CHOCOLATE FUDGE GLAZE
3 tablespoons butter or margarine
3 tablespoons light corn syrup
1 tablespoon water
1 cup HERSHEY'S SPECIAL DARK Chocolate Chips or HERSHEY'S Semi- Sweet Chocolate Chips
Combine butter, corn syrup and water in small saucepan. Cook over medium heat, stirring constantly, until mixture begins to boil. Remove from heat, add chocolate chips, stirring until melted. Cool to desired consistency. About 1 cup glaze.

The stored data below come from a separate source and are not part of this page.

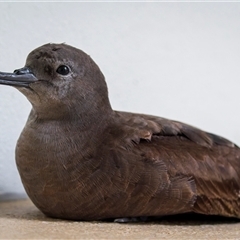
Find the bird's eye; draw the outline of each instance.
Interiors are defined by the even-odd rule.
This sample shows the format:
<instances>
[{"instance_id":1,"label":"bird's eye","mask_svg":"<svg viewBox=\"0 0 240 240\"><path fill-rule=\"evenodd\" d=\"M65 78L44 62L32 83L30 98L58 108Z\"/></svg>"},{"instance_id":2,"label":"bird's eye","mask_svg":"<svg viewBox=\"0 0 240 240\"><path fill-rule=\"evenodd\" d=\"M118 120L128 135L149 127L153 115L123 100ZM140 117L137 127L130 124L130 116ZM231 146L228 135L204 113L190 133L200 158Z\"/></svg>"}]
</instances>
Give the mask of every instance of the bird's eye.
<instances>
[{"instance_id":1,"label":"bird's eye","mask_svg":"<svg viewBox=\"0 0 240 240\"><path fill-rule=\"evenodd\" d=\"M69 67L66 65L61 65L57 69L57 73L59 73L61 75L68 75L69 72L70 72Z\"/></svg>"}]
</instances>

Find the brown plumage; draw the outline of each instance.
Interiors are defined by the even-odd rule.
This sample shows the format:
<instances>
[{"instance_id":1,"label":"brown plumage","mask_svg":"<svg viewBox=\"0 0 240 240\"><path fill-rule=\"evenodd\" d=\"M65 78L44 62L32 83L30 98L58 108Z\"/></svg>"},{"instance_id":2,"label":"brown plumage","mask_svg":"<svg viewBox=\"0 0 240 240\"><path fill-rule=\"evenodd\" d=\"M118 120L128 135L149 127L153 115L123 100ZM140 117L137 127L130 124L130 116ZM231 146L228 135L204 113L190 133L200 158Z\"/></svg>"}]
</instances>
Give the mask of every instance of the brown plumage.
<instances>
[{"instance_id":1,"label":"brown plumage","mask_svg":"<svg viewBox=\"0 0 240 240\"><path fill-rule=\"evenodd\" d=\"M46 215L97 220L196 212L240 218L240 149L168 119L113 111L81 50L46 44L0 73L33 108L16 147L27 194Z\"/></svg>"}]
</instances>

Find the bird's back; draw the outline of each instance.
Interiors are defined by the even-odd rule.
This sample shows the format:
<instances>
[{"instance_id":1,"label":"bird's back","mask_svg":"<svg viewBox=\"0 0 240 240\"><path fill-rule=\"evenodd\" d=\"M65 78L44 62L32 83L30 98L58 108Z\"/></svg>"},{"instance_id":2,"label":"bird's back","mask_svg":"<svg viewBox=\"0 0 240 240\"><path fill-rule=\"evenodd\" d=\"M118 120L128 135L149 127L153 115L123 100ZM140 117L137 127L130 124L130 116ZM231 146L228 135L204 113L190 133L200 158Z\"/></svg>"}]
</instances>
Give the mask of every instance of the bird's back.
<instances>
[{"instance_id":1,"label":"bird's back","mask_svg":"<svg viewBox=\"0 0 240 240\"><path fill-rule=\"evenodd\" d=\"M144 163L146 172L136 186L145 189L148 202L144 204L154 209L152 215L197 212L240 217L240 149L235 144L163 118L125 112L116 115L123 127L115 147L118 145L122 159L129 152L129 162ZM149 171L150 165L159 168L158 172ZM132 174L137 176L137 171ZM157 185L163 190L153 191Z\"/></svg>"}]
</instances>

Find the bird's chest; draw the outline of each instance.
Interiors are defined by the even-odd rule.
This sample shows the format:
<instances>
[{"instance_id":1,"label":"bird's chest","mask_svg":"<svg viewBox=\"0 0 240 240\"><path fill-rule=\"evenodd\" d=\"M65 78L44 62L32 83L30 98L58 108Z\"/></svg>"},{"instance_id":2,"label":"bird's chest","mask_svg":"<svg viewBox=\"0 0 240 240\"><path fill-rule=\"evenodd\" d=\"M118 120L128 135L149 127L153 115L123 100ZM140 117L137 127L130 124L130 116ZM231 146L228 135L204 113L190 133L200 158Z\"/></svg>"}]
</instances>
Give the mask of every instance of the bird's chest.
<instances>
[{"instance_id":1,"label":"bird's chest","mask_svg":"<svg viewBox=\"0 0 240 240\"><path fill-rule=\"evenodd\" d=\"M65 209L92 194L89 179L100 161L81 149L74 134L25 128L16 147L16 162L29 197L43 212ZM104 184L104 178L99 182Z\"/></svg>"}]
</instances>

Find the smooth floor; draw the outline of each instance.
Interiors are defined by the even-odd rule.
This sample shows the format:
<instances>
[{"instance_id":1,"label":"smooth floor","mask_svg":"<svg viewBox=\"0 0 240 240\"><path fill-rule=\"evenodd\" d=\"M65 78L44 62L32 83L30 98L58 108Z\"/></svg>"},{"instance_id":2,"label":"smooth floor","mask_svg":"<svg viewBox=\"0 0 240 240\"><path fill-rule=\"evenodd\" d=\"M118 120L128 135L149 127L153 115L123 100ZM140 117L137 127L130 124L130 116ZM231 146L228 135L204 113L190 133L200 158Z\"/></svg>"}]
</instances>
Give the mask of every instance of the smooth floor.
<instances>
[{"instance_id":1,"label":"smooth floor","mask_svg":"<svg viewBox=\"0 0 240 240\"><path fill-rule=\"evenodd\" d=\"M192 215L131 224L63 221L20 200L0 203L0 239L240 239L240 221Z\"/></svg>"}]
</instances>

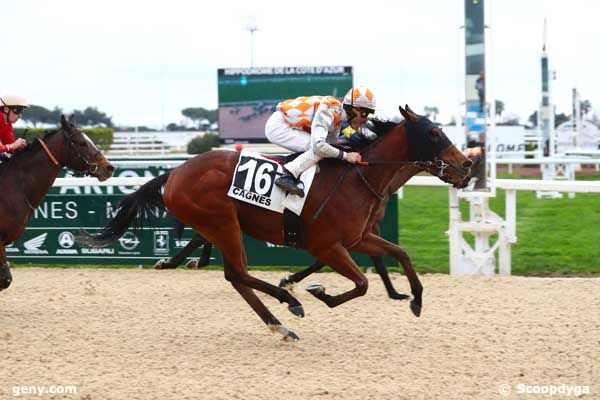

CHOCOLATE LEAVES: Line tray with wax paper. Thoroughly wash and dry several ivy, lemon, rose or other non-toxic leaves. Place 1/2 cup HERSHEY'S SPECIAL DARK Chocolate Chips or HERSHEY'S Semi-Sweet Chocolate Chips and 1 teaspoon shortening (do not use butter, margarine, spread or oil) in small microwave-safe bowl. Microwave at MEDIUM (50%) 30 seconds; stir. If necessary, microwave at MEDIUM an additional 10 seconds at a time, stirring after each heating, until chips are melted when stirred. With small soft-bristled pastry brush, brush melted chocolate on top of each leaf. (Use underside of leaf for more distinct vein markings.) Avoid getting chocolate on other side of leaf or removal may be difficult. Place on prepared tray; chill until very firm. Carefully peel or tear leaves away from chocolate. Place on tray; cover and refrigerate until ready to use.